- Episode no.: Season 19 Episode 22
- Directed by: Fred Berner
- Written by: Dick Wolf (creator); René Balcer (developer); Richard Sweren & Gina Gionfriddo (story);
- Production code: 19022;
- Original air date: June 3, 2009

Guest appearances
- Tom Bloom as Charles Whitley; Jodie Markell as Lorraine Flockhart; Tanya Fischer as Vera Laslen; Luke Kirby as Bobby Amato; Susan Kelechi Watson as Thea Curry; Tom Everett Scott as Governor Donald Shalvoy; Alison Elliott as Rita Shalvoy; Mia Dillon as Rowena Whitley;

Episode chronology
| ← Previous "Skate or Die" | Next → "Memo From The Dark Side" |

= The Drowned and the Saved (Law & Order) =

"The Drowned and the Saved" is the 22nd and final episode in the nineteenth season of the long-running American legal drama television series Law & Order, and the 433rd episode of the show overall.

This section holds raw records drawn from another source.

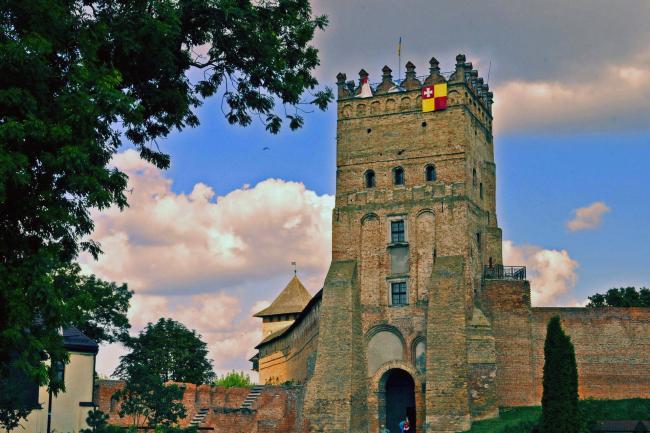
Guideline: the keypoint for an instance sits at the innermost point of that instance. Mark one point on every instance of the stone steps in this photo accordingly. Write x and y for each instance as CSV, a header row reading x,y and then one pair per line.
x,y
251,397
199,417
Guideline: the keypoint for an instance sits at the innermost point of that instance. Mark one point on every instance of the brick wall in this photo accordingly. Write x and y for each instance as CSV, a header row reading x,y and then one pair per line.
x,y
275,410
612,350
506,303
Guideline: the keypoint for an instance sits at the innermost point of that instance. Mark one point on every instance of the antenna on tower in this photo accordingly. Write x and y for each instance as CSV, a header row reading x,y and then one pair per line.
x,y
399,61
489,69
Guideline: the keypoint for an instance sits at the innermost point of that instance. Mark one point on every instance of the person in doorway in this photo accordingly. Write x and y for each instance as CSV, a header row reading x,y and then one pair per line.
x,y
404,426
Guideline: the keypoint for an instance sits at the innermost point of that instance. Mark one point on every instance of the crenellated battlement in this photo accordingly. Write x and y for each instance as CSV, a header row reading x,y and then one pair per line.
x,y
466,88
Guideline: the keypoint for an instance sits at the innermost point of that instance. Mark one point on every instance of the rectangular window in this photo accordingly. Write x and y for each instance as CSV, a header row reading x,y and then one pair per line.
x,y
398,293
397,231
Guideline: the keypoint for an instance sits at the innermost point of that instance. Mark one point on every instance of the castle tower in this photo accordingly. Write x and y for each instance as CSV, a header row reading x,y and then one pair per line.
x,y
286,307
401,331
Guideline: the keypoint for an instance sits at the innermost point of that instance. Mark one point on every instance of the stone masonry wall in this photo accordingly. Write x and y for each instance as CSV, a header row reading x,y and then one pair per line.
x,y
506,303
612,350
276,410
292,356
612,346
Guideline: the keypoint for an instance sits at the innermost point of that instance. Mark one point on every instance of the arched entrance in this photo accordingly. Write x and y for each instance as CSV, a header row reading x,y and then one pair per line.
x,y
398,399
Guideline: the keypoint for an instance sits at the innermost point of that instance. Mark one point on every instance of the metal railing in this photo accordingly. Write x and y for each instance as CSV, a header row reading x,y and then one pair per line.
x,y
500,272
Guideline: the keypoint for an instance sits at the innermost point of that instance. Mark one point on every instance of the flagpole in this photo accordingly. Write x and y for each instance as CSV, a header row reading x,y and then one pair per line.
x,y
399,62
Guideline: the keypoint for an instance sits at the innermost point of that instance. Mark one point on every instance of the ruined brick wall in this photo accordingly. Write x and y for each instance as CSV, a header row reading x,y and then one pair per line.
x,y
506,303
612,348
276,410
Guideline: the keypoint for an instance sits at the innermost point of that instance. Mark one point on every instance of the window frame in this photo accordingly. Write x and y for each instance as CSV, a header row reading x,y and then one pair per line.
x,y
402,295
431,167
399,169
369,174
397,233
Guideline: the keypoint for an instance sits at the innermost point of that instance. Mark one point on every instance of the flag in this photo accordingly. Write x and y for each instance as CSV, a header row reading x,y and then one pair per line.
x,y
365,91
434,97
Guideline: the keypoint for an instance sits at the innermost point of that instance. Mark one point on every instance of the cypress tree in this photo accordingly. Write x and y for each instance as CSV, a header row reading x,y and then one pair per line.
x,y
560,412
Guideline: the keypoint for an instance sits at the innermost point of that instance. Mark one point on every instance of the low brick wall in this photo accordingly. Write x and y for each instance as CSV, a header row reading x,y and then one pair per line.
x,y
612,350
275,410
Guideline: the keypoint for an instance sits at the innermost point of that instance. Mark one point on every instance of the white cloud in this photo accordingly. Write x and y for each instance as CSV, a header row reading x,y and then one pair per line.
x,y
230,336
552,273
193,243
588,217
614,98
209,262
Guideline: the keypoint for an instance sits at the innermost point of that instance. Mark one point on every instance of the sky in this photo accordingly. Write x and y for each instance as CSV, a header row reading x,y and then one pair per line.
x,y
210,241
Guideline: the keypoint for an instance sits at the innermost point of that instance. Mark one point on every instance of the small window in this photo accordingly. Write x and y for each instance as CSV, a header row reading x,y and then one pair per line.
x,y
398,293
397,231
398,176
370,179
430,173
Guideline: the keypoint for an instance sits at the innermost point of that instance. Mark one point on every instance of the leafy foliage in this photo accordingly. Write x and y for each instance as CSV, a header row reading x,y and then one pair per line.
x,y
12,408
234,379
560,412
170,351
621,297
517,419
98,423
77,78
148,399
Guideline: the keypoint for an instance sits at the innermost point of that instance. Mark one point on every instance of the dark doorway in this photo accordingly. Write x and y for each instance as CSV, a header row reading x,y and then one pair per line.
x,y
400,400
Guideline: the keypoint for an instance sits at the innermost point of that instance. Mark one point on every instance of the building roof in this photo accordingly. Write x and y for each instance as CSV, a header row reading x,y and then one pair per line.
x,y
273,335
292,299
76,341
280,332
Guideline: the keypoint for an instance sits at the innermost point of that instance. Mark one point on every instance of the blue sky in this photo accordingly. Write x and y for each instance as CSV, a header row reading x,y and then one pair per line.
x,y
210,241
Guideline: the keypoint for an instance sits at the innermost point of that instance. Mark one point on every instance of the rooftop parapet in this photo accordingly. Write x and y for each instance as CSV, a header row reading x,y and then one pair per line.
x,y
464,73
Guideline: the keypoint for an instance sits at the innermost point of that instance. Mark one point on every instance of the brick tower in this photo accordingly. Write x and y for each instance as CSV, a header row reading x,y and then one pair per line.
x,y
401,331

According to Nielsen ratings, the episode was watched by 7.99 million viewers in its original American broadcast, on May 3, 2009, on NBC.

==Development==
Inspired by the corruption charges against Illinois Governor Rod Blagojevich, the episode concludes the storyline begun in "Excalibur."

==Plot==
The murder of a prominent charity executive leads Detectives Lupo and Bernard down a twisted path of political intrigue. The detectives discover a connection between the murdered executive's secretary, her ex-boyfriend and a top politician's wife. The investigation takes a turn when claims of stalking and blackmail surface, revealing a secret desire for a newly vacated seat in the US Senate. The outcome results in interim (appointed) Manhattan District Attorney Jack McCoy winning election to that office.

==Reception==
David Hinckley writes that the "subtly titled 'The Drowned and the Saved,' feels at times self-indulgent. The drama itself, by 'L&O' standards, gets a little heavy-handed and clunky."